In later works, Dr. Rawls expanded his arguments to suggest how a pluralistic society can be just to all its members. His idea was that the public could reason things out, provided comprehensive religious or philosophical doctrines are avoided. Dr. Rawls, like Kant, whom he revered, believed that as liberal democracies capable of such reasonableness spread, wars would be avoided.

Dr. Rawls's impact is suggested by the 5,000 books or articles that took up the discussion. Many who bought Dr. Rawls's book — which sold 200,000 copies, a huge number for an academic work — were dazzled by his intellectual dexterity and moral clarity. Ben Rogers wrote in 1999 in The New Statesman that "Rawls has been recognized as the most important English-speaking philosopher of his generation." Mr. Rogers went on to say that Dr. Rawls "through a mixture of bold thought experiment, conceptual rigor and historical imagination, more or less invented analytic political thought."

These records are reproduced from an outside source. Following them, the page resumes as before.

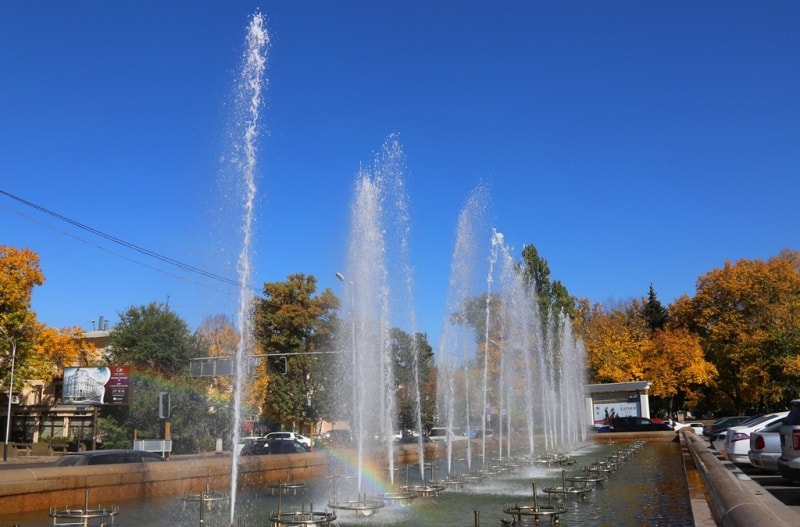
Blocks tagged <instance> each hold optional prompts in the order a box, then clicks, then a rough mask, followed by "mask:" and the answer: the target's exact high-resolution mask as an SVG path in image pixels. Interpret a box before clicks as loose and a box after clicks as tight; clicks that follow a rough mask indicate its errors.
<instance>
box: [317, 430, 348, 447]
mask: <svg viewBox="0 0 800 527" xmlns="http://www.w3.org/2000/svg"><path fill="white" fill-rule="evenodd" d="M320 439H321V441H322V442H323V443H324V444H326V445H331V446H349V445H350V443H351V442H352V441H353V435H352V434H351V433H350V430H348V429H346V428H334V429H333V430H328V431H327V432H325V433H324V434H322V436H320Z"/></svg>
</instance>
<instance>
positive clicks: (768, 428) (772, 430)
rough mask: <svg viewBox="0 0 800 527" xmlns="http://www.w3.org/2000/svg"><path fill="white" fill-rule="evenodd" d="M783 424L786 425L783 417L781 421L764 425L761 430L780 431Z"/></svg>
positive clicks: (769, 431)
mask: <svg viewBox="0 0 800 527" xmlns="http://www.w3.org/2000/svg"><path fill="white" fill-rule="evenodd" d="M783 425H784V420H783V419H781V420H780V421H775V422H774V423H772V424H771V425H769V426H766V427H764V428H763V429H762V430H761V433H764V432H778V431H780V429H781V427H782V426H783Z"/></svg>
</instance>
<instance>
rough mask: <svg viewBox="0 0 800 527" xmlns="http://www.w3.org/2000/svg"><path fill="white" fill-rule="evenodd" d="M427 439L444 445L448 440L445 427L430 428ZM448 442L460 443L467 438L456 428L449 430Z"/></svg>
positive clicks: (466, 437)
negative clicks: (430, 428) (440, 443)
mask: <svg viewBox="0 0 800 527" xmlns="http://www.w3.org/2000/svg"><path fill="white" fill-rule="evenodd" d="M428 437H429V438H430V440H431V441H432V442H434V443H444V442H446V441H447V439H448V435H447V428H445V427H438V426H437V427H434V428H431V431H430V432H429V433H428ZM449 437H450V441H461V440H465V439H467V436H465V435H463V434H462V433H461V430H459V429H458V428H453V429H452V430H450V436H449Z"/></svg>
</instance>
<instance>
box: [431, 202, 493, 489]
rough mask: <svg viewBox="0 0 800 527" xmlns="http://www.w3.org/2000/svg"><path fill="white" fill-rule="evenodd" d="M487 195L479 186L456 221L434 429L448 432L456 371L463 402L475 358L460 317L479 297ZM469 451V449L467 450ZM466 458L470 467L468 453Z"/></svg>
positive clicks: (449, 464)
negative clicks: (462, 395)
mask: <svg viewBox="0 0 800 527" xmlns="http://www.w3.org/2000/svg"><path fill="white" fill-rule="evenodd" d="M487 195H488V191H487V189H486V188H485V187H483V186H480V187H478V188H476V189H475V190H473V192H472V193H471V194H470V196H469V198H468V199H467V202H466V204H465V205H464V207H463V209H462V211H461V213H460V214H459V217H458V224H457V227H456V240H455V248H454V249H453V256H452V260H451V264H450V282H449V285H448V291H447V299H446V305H445V308H446V310H447V311H446V313H445V318H444V323H443V328H442V335H441V339H440V342H439V350H438V353H437V358H436V362H437V368H438V382H437V396H436V407H437V416H436V419H437V425H438V426H444V427H446V428H447V430H448V431H452V430H453V429H454V428H455V422H456V418H457V416H456V400H457V394H456V381H457V380H459V379H458V378H459V377H460V376H461V373H460V371H459V370H461V368H462V367H463V368H465V369H463V370H462V371H463V372H464V375H463V379H461V380H462V381H463V383H462V386H463V393H459V394H458V398H459V399H460V397H461V396H462V395H463V396H464V400H468V399H469V377H468V375H466V373H467V370H466V365H467V363H468V362H469V360H470V358H471V356H472V355H473V354H474V342H475V334H474V329H473V328H472V327H470V326H469V325H468V324H467V321H466V319H465V318H464V316H459V315H456V314H458V313H463V309H464V306H465V304H466V303H467V301H468V300H469V299H470V298H474V297H476V296H477V295H478V291H479V290H480V287H481V286H479V285H476V284H479V280H478V272H477V271H478V270H477V268H476V267H477V266H476V263H477V261H478V253H479V245H480V242H479V240H480V239H481V238H482V235H483V234H485V232H488V230H487V229H486V228H485V226H486V224H485V214H486V203H487V201H488V198H487ZM449 436H450V434H449V433H448V442H447V472H448V474H450V472H451V471H452V469H453V459H452V457H453V448H452V442H451V441H450V439H449ZM469 448H471V446H470V447H469ZM469 454H470V455H468V456H467V460H468V463H469V464H470V466H471V458H472V456H471V450H470V452H469Z"/></svg>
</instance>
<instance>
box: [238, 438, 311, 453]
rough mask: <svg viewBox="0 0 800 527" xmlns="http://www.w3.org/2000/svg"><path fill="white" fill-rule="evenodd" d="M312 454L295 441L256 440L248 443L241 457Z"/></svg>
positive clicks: (307, 450) (289, 439)
mask: <svg viewBox="0 0 800 527" xmlns="http://www.w3.org/2000/svg"><path fill="white" fill-rule="evenodd" d="M303 452H311V449H310V448H308V447H307V446H306V445H304V444H303V443H301V442H299V441H295V440H294V439H263V438H261V439H256V440H255V441H248V442H247V443H246V444H245V445H244V447H242V451H241V452H240V453H239V455H240V456H266V455H272V454H301V453H303Z"/></svg>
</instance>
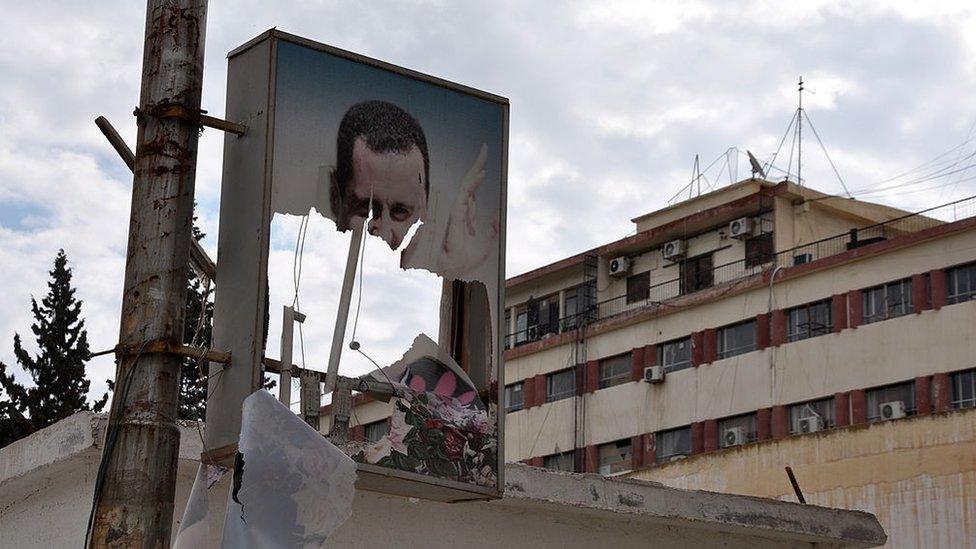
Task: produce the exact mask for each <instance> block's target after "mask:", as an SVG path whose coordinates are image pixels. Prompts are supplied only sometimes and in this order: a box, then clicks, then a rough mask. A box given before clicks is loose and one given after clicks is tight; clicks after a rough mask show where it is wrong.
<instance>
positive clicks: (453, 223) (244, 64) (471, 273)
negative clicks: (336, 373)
mask: <svg viewBox="0 0 976 549" xmlns="http://www.w3.org/2000/svg"><path fill="white" fill-rule="evenodd" d="M229 59H230V62H229V70H228V99H227V117H228V118H229V119H235V120H241V121H243V122H244V123H245V124H246V125H247V127H248V132H247V134H246V135H245V136H244V137H242V138H236V137H228V138H227V139H226V141H225V161H224V182H223V188H222V195H221V212H220V237H219V238H220V242H219V256H218V262H219V263H220V264H221V274H220V276H221V278H220V283H219V284H218V290H217V297H216V305H215V309H216V310H215V324H214V338H215V344H216V345H218V346H220V345H222V347H221V348H227V349H229V350H231V352H232V354H233V356H234V360H235V362H234V364H235V366H236V365H237V364H238V358H239V357H247V358H250V359H251V360H252V361H253V363H254V364H260V363H261V362H263V352H264V348H263V347H264V338H263V336H262V333H261V328H262V326H261V322H260V321H261V320H262V319H263V317H264V314H265V313H264V310H263V308H264V300H265V296H266V293H267V288H266V287H265V284H264V283H263V282H264V281H265V280H267V276H268V274H267V273H268V246H269V240H270V238H269V232H270V223H271V219H272V218H273V217H274V215H275V214H290V215H299V216H304V215H310V216H320V217H321V218H324V219H328V220H331V222H333V223H334V226H335V229H336V230H338V231H341V232H344V233H347V234H348V233H349V232H354V231H356V230H363V229H365V238H366V239H367V240H368V241H370V242H377V243H380V242H382V244H383V246H385V247H388V248H389V250H393V251H395V252H396V253H397V256H396V260H394V261H391V263H393V264H392V265H390V267H391V268H392V269H394V270H396V271H398V272H401V273H402V272H404V271H401V270H400V269H409V270H414V269H416V270H423V271H425V272H429V273H433V274H435V275H437V278H436V284H437V292H438V293H439V294H440V295H441V305H440V315H439V318H438V319H437V322H438V323H439V329H438V333H436V334H429V333H428V334H422V333H420V330H419V329H418V330H417V331H416V332H415V333H413V334H412V335H411V336H410V337H414V336H416V339H415V340H414V343H413V346H411V347H410V348H409V349H407V348H404V349H402V352H403V357H404V358H403V360H401V361H400V362H397V363H396V364H393V365H392V366H389V368H384V373H383V374H382V376H377V375H375V374H374V375H373V376H371V377H372V378H373V379H374V380H376V381H379V382H389V383H390V384H391V385H395V387H396V388H395V389H394V393H395V394H396V395H398V398H396V399H395V401H396V403H395V405H394V406H393V408H392V410H393V412H392V417H391V420H390V421H391V425H400V424H401V423H404V424H405V425H409V426H410V428H409V429H393V430H391V432H390V433H389V434H388V435H387V436H386V437H384V440H382V441H380V444H379V445H378V446H376V447H372V448H364V447H363V446H362V445H361V444H360V445H358V446H357V445H355V444H351V445H350V446H349V447H348V448H347V452H348V453H349V454H350V455H352V456H354V458H355V459H357V460H360V461H361V462H363V463H366V464H370V465H374V466H378V467H382V468H389V469H396V470H398V471H401V472H404V473H406V477H404V478H408V479H413V480H415V481H418V482H426V481H427V479H430V478H437V479H440V481H447V484H444V482H439V483H438V484H439V485H440V486H442V487H447V488H451V489H459V490H462V491H463V490H473V491H474V492H476V493H478V494H481V495H488V496H493V495H498V494H499V493H500V490H501V486H502V485H503V482H502V481H501V479H500V471H499V470H498V464H499V463H501V461H502V460H501V459H500V458H499V456H500V455H501V451H502V450H501V444H500V440H501V437H500V433H501V425H500V423H501V421H502V419H501V416H502V415H503V414H499V413H498V410H499V408H498V402H497V400H498V397H497V394H498V391H497V387H498V386H499V383H501V376H500V374H501V360H502V354H501V353H502V342H501V334H502V333H503V332H502V327H501V322H502V319H501V315H500V314H499V311H500V307H501V304H502V303H504V299H503V292H504V280H505V274H504V245H505V238H504V228H505V216H504V213H505V189H506V171H507V132H508V102H507V100H506V99H504V98H501V97H498V96H494V95H491V94H488V93H485V92H480V91H478V90H473V89H470V88H466V87H464V86H460V85H457V84H453V83H450V82H446V81H443V80H440V79H437V78H433V77H430V76H426V75H421V74H418V73H415V72H412V71H409V70H407V69H402V68H399V67H395V66H392V65H389V64H386V63H383V62H380V61H376V60H373V59H368V58H365V57H362V56H359V55H356V54H352V53H349V52H346V51H343V50H338V49H335V48H332V47H329V46H325V45H323V44H318V43H315V42H311V41H308V40H305V39H302V38H299V37H295V36H292V35H288V34H286V33H281V32H279V31H269V32H268V33H265V34H264V35H262V36H260V37H258V38H256V39H255V40H252V41H251V42H249V43H248V44H245V45H244V46H242V47H241V48H238V49H237V50H235V51H234V52H232V53H231V54H230V56H229ZM350 248H351V246H350ZM335 253H336V254H337V255H342V256H343V257H345V253H346V252H345V250H344V249H337V250H335ZM350 257H352V256H351V255H350ZM225 266H226V267H225ZM225 273H227V274H226V276H225ZM404 297H405V298H406V299H409V296H404ZM276 306H277V304H272V308H275V307H276ZM389 306H390V311H389V314H390V315H395V314H397V304H396V303H390V304H389ZM340 310H341V307H340ZM336 314H337V313H336V311H314V312H312V313H311V314H310V318H312V319H315V320H314V321H318V322H326V321H331V320H332V319H335V318H336ZM340 315H341V313H340ZM310 322H311V321H310ZM337 333H341V332H337ZM408 342H409V340H408ZM329 344H330V342H329V341H315V342H311V343H310V342H309V341H308V340H306V341H305V345H306V346H307V345H322V346H326V347H328V346H329ZM404 346H406V345H404ZM357 348H358V347H357V346H354V347H353V349H357ZM408 357H409V358H410V359H411V362H410V363H409V364H406V363H403V361H404V360H407V358H408ZM340 365H341V363H340ZM316 369H324V365H322V367H317V368H316ZM233 370H234V368H231V369H228V371H226V372H224V373H223V374H222V376H220V377H221V378H222V379H217V381H215V382H212V385H213V384H214V383H225V384H226V385H227V386H233V387H234V388H235V389H234V390H232V391H227V392H231V393H235V394H236V393H242V394H244V396H246V394H250V392H252V391H254V390H256V389H257V384H258V383H259V379H260V375H259V374H260V372H258V374H257V375H254V374H252V375H251V376H250V377H247V376H245V375H244V374H243V373H241V372H240V371H237V372H234V371H233ZM394 370H396V374H394V375H391V373H390V372H393V371H394ZM340 375H348V373H345V374H344V373H343V372H342V371H341V370H340ZM246 385H249V387H246V389H248V390H247V391H246V392H244V391H245V386H246ZM241 398H243V397H241ZM226 404H227V405H228V406H233V405H234V402H233V400H232V399H230V400H229V401H228V402H226ZM213 419H214V420H217V421H218V422H219V421H224V419H223V418H221V419H218V418H216V417H215V418H213ZM208 424H209V425H210V427H211V428H213V421H212V419H211V417H209V416H208ZM234 427H235V426H234V425H226V426H219V427H218V431H220V432H224V431H226V432H227V433H228V435H227V436H225V437H224V439H226V440H214V441H211V443H212V444H213V445H214V446H220V445H221V444H220V443H230V442H232V440H231V437H230V436H229V433H231V432H233V428H234ZM323 427H324V426H323ZM390 437H392V439H391V438H390ZM398 437H399V438H398ZM399 476H400V477H403V475H399ZM398 490H399V493H403V490H401V489H398Z"/></svg>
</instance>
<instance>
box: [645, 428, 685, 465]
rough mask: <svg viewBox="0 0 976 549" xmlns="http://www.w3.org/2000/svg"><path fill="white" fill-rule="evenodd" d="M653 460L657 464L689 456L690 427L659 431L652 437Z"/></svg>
mask: <svg viewBox="0 0 976 549" xmlns="http://www.w3.org/2000/svg"><path fill="white" fill-rule="evenodd" d="M654 452H655V454H656V456H655V459H656V460H657V462H658V463H664V462H667V461H674V460H675V459H678V458H681V457H684V456H690V455H691V427H681V428H678V429H671V430H669V431H660V432H659V433H657V434H655V435H654Z"/></svg>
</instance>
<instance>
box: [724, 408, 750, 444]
mask: <svg viewBox="0 0 976 549" xmlns="http://www.w3.org/2000/svg"><path fill="white" fill-rule="evenodd" d="M718 436H719V445H720V446H721V447H722V448H728V447H730V446H738V445H740V444H746V443H748V442H754V441H755V440H756V414H754V413H752V414H745V415H742V416H736V417H730V418H726V419H723V420H720V421H719V422H718Z"/></svg>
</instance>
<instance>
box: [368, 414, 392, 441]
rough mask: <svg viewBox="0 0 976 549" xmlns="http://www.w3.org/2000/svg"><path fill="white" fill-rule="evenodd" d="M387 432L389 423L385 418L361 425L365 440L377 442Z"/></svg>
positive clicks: (386, 432)
mask: <svg viewBox="0 0 976 549" xmlns="http://www.w3.org/2000/svg"><path fill="white" fill-rule="evenodd" d="M389 432H390V423H389V422H388V421H387V420H385V419H381V420H380V421H374V422H373V423H367V424H366V425H363V436H364V437H365V438H366V442H379V441H380V439H382V438H383V437H385V436H386V435H387V433H389Z"/></svg>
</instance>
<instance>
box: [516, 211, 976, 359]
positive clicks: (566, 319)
mask: <svg viewBox="0 0 976 549" xmlns="http://www.w3.org/2000/svg"><path fill="white" fill-rule="evenodd" d="M971 217H976V196H970V197H967V198H963V199H961V200H956V201H955V202H949V203H948V204H942V205H940V206H935V207H933V208H929V209H926V210H921V211H919V212H915V213H911V214H907V215H903V216H901V217H896V218H893V219H889V220H887V221H883V222H881V223H876V224H874V225H869V226H867V227H862V228H859V229H851V230H850V231H848V232H845V233H841V234H838V235H834V236H830V237H827V238H823V239H820V240H817V241H815V242H810V243H807V244H802V245H800V246H796V247H794V248H790V249H788V250H783V251H780V252H776V253H773V254H769V255H768V256H767V257H765V258H762V257H760V258H751V259H748V260H747V259H740V260H738V261H733V262H731V263H726V264H724V265H719V266H718V267H714V268H713V269H711V270H709V271H705V272H704V273H698V276H697V277H690V278H686V279H682V278H681V277H678V278H674V279H671V280H667V281H665V282H660V283H658V284H654V285H652V286H651V287H650V288H649V289H648V293H647V297H646V298H644V297H642V298H641V299H629V300H628V296H627V295H621V296H617V297H612V298H610V299H606V300H603V301H599V302H597V303H594V304H593V305H592V306H591V308H590V310H588V311H584V312H580V313H575V314H572V315H567V316H566V317H563V318H560V319H559V320H556V321H550V322H549V323H546V324H545V325H541V324H540V325H536V326H530V327H529V328H526V329H524V330H516V331H515V332H512V333H510V334H508V335H507V336H506V338H505V348H506V349H508V348H511V347H518V346H519V345H524V344H526V343H532V342H534V341H538V340H540V339H544V338H546V337H549V336H550V335H555V334H558V333H561V332H565V331H570V330H574V329H576V328H578V327H580V326H583V325H585V324H587V323H590V322H593V321H599V320H605V319H608V318H611V317H614V316H617V315H620V314H622V313H626V312H630V311H635V310H639V309H644V308H650V307H659V306H662V305H665V304H666V303H667V302H668V301H671V300H674V299H676V298H679V297H681V296H685V295H690V294H693V293H696V292H698V291H701V290H704V289H707V288H712V287H715V286H719V285H723V284H728V283H732V282H736V281H739V280H744V279H746V278H750V277H752V276H755V275H758V274H761V273H762V272H763V271H765V270H767V269H772V268H775V267H777V266H780V267H792V266H796V265H801V264H804V263H809V262H812V261H817V260H819V259H823V258H825V257H830V256H833V255H837V254H839V253H843V252H846V251H848V250H852V249H855V248H860V247H863V246H867V245H870V244H874V243H876V242H883V241H885V240H890V239H892V238H895V237H898V236H902V235H906V234H911V233H916V232H919V231H922V230H924V229H928V228H931V227H935V226H938V225H941V224H944V223H951V222H954V221H960V220H962V219H967V218H971Z"/></svg>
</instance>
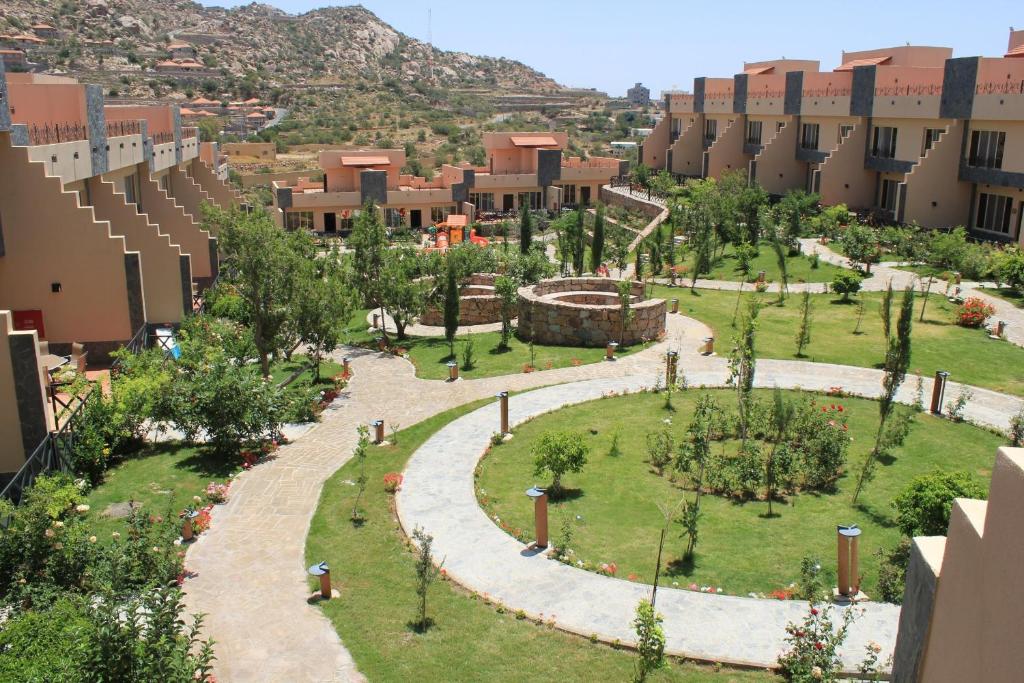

John Bordley Rawls was born the second of five sons in Baltimore on Feb. 21, 1921. His father, William Lee Rawls, did not attend law school but through a clerkship at a law firm learned enough to become a lawyer and argue cases before the Supreme Court. His mother's advocacy of voting rights for women, among other issues, greatly influenced his own political and moral development.

He graduated from the Kent School in Connecticut and from Princeton University, and planned to become a minister. But after serving as a combat infantryman in the South Pacific in World War II, he gave up his aspiration without explaining why, his wife said.

He returned to Princeton and earned a doctorate in philosophy, a decision he always explained by joking that he was not good enough in music or math. His interest in developing a theory of justice began in graduate school.

He taught at Oxford, Cornell and the Massachusetts Institute of Technology before settling at Harvard, where his final position was James Bryant Conant university professor emeritus. His books included "Political Liberalism" (Columbia, 1993); Collected Papers (Harvard, 1999); "The Law of Peoples; with, The Idea of Public Reason Revisited" (Harvard, 1999) and "Justice as Fairness, a Restatement" (Harvard, 2001).

A modest, tweedy man, he turned down hundreds of honorary degrees, and accepted them only from universities with which he was associated (Oxford, Princeton, Harvard). In 1999, he won a National Humanities Medal, with the citation noting his success in helping women enter the ranks of a male-dominated field.

Dr. Rawls's concern for justice and individual happiness is seen in a story from Harvard. When a candidate was defending his dissertation, Dr. Rawls noticed the sun shining in his eyes. He positioned himself between the candidate and the sunlight for the rest of the session.